【政治】タクシン元首相が服役中に英語指導へ 受刑者更生教育で社会貢献
刑務所を管轄するタイ法務省矯正局のプラウット局長は10月12日、タクシン・チナワット元首相(76)が服役中に他の受刑者へ英語を教える可能性があると明らかにした。同局長によれば、タクシン氏は健康上の理由から肉体労働には従事しない方針で、代わりに教育関連の更生プログラムに参加する見通しだ。
タクシン氏は汚職や職権乱用など複数の罪で有罪判決を受け、長期間の亡命生活を経て2023年に帰国。その後、警察病院での治療を経て服役が続いている。法務省関係者は「氏の豊富な国際経験を活かすことで、受刑者の社会復帰支援につながる」と述べ、教育活動への参加を積極的に検討していることを報告した。
タイ矯正局によると、刑務所内での教育プログラムは再犯防止を目的として導入されており、基礎教育のほか語学、コンピュータ技能、会計実務などが提供されている。2024年時点で全国に約26万人の受刑者が収容されており、そのうち約15%が教育プログラムを受講。特に外国語教育は、観光立国タイにおいて就労支援の重要分野とされている。
一方で、タクシン氏の扱いをめぐっては「特別待遇ではないか」との批判も根強い。刑務所内での役割や生活環境については厳格な管理下にあるものの、同氏の影響力を考慮して慎重に対応が進められている。これに対し矯正局は、「全ての受刑者に平等な教育機会を提供することが目的であり、特例ではない」と説明している。

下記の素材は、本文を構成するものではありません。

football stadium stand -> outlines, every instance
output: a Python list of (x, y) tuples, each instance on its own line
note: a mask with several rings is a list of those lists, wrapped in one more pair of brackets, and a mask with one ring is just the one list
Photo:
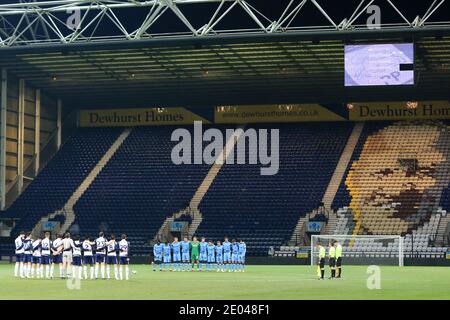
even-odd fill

政治評論家の間では、タクシン氏の教育活動が「社会的贖罪」として国民の印象を和らげる可能性があるとの見方も出ている。特に、若年層や低所得層への教育支援を訴えてきた同氏の姿勢が、今後の政治的影響に波及する可能性も指摘されている。
プラウット局長は「更生の場における教育こそ再出発の第一歩である」と強調し、タクシン氏を含む模範受刑者による授業実施を年内にも試行する意向を示した。